‘An excellent question,’ he explained; ‘a woman’s question. Go on asking every question that may occur to you; but do not strain your mind to recollect.’
‘Am I disfigured?’ I asked.
‘That is right,’ said he; ‘go on questioning me.’
‘Let me look at the glass.’
‘No; don’t you see that I am about to bandage you—so! Do not remove this bandage. There is something that needs to heal, and your young Frenchman’s sticking-plaister has not helped you.’
The surgeon left me after saying that he would send me a powerful tonic, which I was to take so many times a day, and when he was gone I got out of the bunk, in which I had slept fully dressed, and going to the glass over the washstand looked into it. The face that gazed back upon me was no longer the forbidding, the almost repulsive countenance that I remembered. The removal of the darkened and bloodstained strips of sticking-plaister had made a wonderful difference. In their place was a snow-white bandage, skilfully fitted. It hid a portion of the right brow, and descended so as to conceal the bridge of the nose, but it left my right eye visible; and when I looked at my eyes I observed that they were no longer leaden and lustreless, but that, on the contrary, there was the light of life in them, and the dark pupils soft and liquid.
This I knew by comparing my face with the face with which I had awoke to consciousness on board the brig; but I remembered no other face than that.

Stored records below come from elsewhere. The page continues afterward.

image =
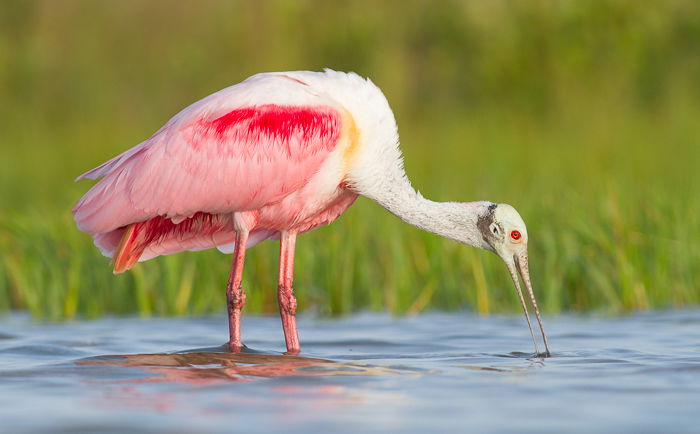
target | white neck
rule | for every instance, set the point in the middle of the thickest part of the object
(453, 220)
(377, 169)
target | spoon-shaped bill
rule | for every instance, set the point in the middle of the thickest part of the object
(520, 262)
(523, 269)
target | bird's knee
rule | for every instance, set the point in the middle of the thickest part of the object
(236, 296)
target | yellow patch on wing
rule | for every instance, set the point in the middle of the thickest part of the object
(351, 137)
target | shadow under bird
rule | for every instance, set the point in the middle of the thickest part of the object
(274, 156)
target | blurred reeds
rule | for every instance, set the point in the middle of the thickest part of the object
(582, 114)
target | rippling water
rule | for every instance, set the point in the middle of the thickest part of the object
(365, 373)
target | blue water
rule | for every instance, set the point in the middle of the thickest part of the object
(365, 373)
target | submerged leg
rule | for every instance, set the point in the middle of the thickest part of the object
(285, 292)
(235, 296)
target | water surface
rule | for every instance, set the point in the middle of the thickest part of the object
(365, 373)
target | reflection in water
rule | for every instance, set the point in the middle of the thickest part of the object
(207, 367)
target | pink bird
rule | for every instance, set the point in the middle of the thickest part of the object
(269, 158)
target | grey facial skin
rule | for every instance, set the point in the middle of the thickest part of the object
(495, 234)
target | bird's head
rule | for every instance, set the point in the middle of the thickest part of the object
(504, 233)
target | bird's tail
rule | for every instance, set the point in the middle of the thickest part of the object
(129, 250)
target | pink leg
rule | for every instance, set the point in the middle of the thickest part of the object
(285, 292)
(235, 296)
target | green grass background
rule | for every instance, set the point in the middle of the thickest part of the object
(585, 115)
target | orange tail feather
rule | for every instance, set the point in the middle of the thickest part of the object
(129, 251)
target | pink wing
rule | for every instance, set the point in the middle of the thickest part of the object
(224, 153)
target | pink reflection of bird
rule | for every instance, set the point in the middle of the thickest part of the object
(269, 158)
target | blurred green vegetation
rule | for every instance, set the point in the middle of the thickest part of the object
(582, 114)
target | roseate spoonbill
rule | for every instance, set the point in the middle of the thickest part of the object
(274, 156)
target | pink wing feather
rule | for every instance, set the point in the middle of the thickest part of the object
(225, 153)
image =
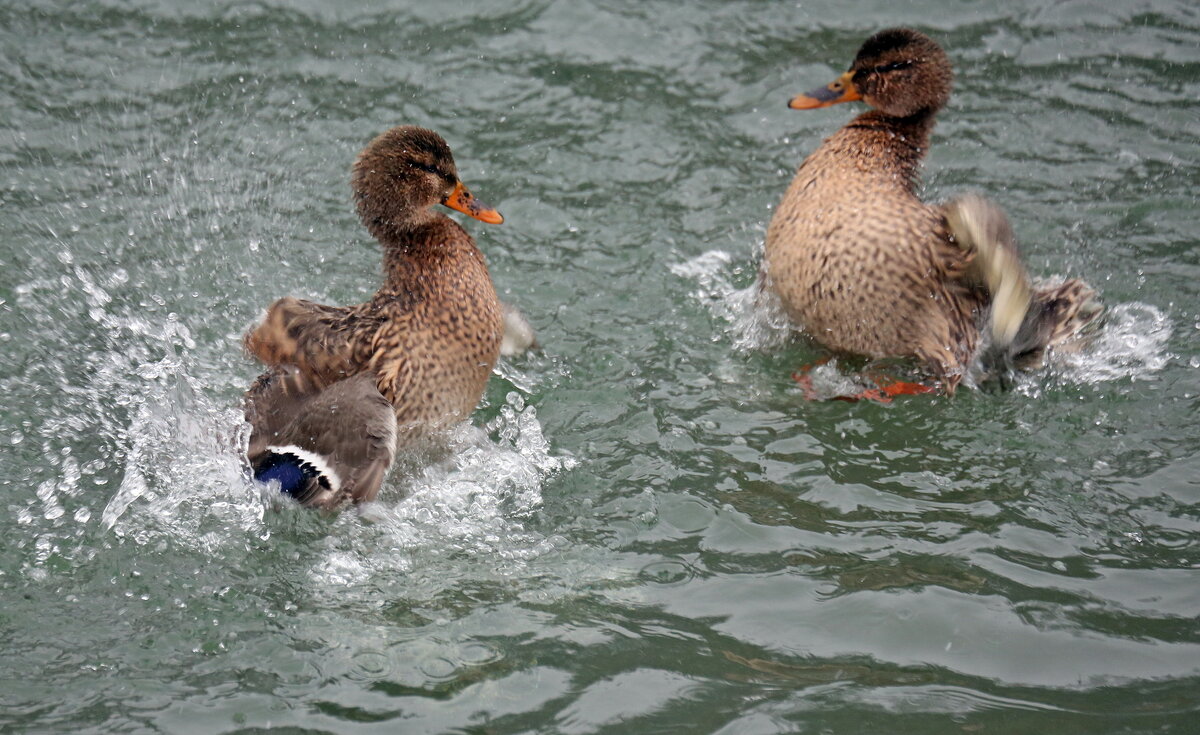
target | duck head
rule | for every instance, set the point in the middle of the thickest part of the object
(899, 72)
(405, 172)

I stood for some while staring in the glass, recalling the assurance of the surgeon that I was a woman of four- or five-and-twenty, and contrasting that notion with the belief Alphonse had expressed, that my age was forty-five, and I kept on saying to myself, Who am I? and silently repeating over and over again the letters A. C. until, recalling Mr. McEwan’s advice to me not to strain my brain, I broke away with a sudden horror, as of insanity, from the glass, and went to the cabin porthole.
I could see very little of the sky and sea, but what I saw was beautiful with the colouring of the rich dark gold of sunset. I gazed almost directly west, and as much as I could behold of the heavens that way was a glowing and a throbbing crimson, barred with streaks of violet gloriously edged with ruby flames. The sea ran red as the sky; every ridged head of purple broke into rosy froth. In the heart of this little circle of western magnificence formed by the porthole was a ship with orange-coloured sails. I watched her, and thought of the young Frenchman, and wondered whether the crew of the brig had perished, as Captain Ladmore supposed, or whether they had been picked up during the darkness of the night by some vessel that had passed at too great a distance to be observed by the people of the Deal Castle.
Whilst I stood thus looking and thinking, the door was opened by an under-steward to enable Mrs. Richards to enter with a tray, which she grasped with both hands.